I asked State Sen. Darlene Fairley, D-Lake Forest Park, Friday if the tax on candy had become a tax on groceries because there’s some confusion on what is candy.
“Nope,” she answered. “We didn’t even have to decide what is candy and what isn’t. That national board did.”
“That national board” is the Streamlined Sales Tax Governing Board, which defines candy as, 
“any preparation of sugar, honey or other natural or artificial sweeteners in combination with chocolate, fruits, nuts or other ingredients or flavorings in the forms of bars, drops or pieces” — sugary items that don't include flour.

As a result, the Seattle Times noted October 22, a Twix bar, which contains flour, isn't taxed while some types of nutrition bars that contain no flour may be taxed.
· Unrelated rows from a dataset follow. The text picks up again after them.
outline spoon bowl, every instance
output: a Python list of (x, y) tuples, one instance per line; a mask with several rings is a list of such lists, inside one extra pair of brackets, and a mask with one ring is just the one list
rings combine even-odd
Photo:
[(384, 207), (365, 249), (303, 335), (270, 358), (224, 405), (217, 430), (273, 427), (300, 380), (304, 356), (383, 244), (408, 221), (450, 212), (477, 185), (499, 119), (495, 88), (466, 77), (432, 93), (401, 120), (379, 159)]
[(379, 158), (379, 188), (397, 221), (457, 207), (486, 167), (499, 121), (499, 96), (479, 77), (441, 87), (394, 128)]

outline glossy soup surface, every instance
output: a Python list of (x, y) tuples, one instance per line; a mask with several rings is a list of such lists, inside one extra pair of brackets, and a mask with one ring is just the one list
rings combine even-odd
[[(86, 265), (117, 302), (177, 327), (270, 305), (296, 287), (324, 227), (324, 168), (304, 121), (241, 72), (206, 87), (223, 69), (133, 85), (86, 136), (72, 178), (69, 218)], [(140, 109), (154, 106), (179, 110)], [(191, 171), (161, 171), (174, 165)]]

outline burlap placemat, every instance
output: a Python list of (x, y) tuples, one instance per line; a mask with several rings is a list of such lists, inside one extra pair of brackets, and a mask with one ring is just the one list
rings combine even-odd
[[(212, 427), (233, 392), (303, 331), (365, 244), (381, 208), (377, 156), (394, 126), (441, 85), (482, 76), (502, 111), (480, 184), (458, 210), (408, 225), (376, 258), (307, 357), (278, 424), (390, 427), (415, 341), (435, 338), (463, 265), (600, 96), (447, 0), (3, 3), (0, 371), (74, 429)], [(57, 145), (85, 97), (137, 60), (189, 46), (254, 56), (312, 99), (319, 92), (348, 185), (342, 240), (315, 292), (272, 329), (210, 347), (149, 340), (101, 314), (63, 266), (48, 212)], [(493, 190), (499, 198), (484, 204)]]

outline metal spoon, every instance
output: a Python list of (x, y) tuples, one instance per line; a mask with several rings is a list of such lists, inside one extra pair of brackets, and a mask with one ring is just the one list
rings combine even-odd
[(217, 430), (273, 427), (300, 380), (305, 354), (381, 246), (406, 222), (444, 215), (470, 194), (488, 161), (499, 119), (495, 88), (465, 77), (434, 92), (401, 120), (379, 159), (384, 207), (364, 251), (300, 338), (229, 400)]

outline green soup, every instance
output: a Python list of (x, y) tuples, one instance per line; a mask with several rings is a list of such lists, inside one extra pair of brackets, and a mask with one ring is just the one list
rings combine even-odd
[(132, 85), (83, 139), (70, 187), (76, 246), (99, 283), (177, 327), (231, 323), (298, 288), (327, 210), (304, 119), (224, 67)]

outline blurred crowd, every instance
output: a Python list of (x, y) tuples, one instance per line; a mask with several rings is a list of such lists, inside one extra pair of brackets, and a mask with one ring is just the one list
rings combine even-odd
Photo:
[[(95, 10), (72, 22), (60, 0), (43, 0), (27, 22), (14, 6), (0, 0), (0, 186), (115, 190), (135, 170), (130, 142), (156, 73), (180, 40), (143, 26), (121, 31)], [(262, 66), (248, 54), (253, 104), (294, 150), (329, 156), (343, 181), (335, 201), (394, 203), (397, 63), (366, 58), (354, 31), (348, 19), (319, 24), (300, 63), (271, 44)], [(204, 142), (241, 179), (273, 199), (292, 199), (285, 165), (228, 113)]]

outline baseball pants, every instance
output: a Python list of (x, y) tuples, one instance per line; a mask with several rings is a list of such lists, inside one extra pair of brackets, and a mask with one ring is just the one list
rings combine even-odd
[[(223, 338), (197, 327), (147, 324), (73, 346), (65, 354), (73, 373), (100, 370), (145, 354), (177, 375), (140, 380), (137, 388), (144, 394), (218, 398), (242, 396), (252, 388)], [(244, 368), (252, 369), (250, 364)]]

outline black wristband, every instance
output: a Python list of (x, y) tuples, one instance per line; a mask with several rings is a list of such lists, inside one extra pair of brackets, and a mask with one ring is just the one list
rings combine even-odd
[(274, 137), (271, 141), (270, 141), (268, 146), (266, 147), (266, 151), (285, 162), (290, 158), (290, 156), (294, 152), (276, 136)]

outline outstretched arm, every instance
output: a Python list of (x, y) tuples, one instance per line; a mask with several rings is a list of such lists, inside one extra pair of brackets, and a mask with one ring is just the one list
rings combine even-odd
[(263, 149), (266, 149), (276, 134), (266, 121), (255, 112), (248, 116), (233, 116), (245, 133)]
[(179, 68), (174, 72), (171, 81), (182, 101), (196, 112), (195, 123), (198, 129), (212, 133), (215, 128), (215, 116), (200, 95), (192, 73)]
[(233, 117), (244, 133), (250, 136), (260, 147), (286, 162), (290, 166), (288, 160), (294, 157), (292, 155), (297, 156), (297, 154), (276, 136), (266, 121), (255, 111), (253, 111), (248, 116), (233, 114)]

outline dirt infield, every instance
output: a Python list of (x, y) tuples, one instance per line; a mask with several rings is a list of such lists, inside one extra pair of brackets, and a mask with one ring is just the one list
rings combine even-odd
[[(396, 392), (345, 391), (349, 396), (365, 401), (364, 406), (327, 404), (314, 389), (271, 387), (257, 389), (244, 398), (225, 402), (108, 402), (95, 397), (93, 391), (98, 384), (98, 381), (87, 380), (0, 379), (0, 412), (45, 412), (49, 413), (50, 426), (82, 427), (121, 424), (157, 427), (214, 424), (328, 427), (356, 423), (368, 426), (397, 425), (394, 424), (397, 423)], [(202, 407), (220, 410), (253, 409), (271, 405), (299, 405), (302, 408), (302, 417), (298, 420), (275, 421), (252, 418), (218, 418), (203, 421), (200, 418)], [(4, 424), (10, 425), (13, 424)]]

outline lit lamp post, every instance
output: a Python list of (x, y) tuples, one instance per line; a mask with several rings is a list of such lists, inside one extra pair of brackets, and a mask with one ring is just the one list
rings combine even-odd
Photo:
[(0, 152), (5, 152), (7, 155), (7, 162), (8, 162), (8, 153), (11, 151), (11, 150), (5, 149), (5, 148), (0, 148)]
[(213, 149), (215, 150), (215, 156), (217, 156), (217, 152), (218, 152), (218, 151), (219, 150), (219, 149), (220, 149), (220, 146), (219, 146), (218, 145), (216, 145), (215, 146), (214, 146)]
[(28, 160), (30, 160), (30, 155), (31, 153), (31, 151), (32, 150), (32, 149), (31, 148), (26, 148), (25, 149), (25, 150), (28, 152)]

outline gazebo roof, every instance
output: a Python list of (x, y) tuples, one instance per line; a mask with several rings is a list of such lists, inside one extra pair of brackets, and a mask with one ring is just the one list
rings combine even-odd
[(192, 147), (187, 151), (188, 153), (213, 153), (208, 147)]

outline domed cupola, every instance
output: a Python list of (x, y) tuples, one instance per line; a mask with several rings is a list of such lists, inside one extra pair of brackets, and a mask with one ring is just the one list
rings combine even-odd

It’s strange, but, as Fairley noted, in line with the national board.

An October 13 Everett Herald news story said that the Board has tried to bring uniformity to tax rules.
The Herald said the national board definition is "why products most people think of as candy, such as Kit Kat candy bars, are not considered candy for purposes of the tax, while some energy bars are defined that way.”
Initiative 1107 seeks to repeal an $800 million tax package that included adding a sales tax on candy, soda pop and bottled water.

The tax is about 2 cents per can of soda. Taxes on candy are intended to be permanent, while all the others are scheduled to expire July 1, 2013. The state expects it would bring in about $300 million in three years.

The initiative also aims to cut state business taxes for some manufacturers of processed foods.
The Seattle Times article called the ad “mostly false” because “the taxes affect only a narrow range of products most people would consider food or groceries.”
The Times said that about 96 percent of the tax money comes from levies on soda, water, candy and gum.

The rest comes from elimination of business-and-occupations tax breaks that a few Washington food processors had used.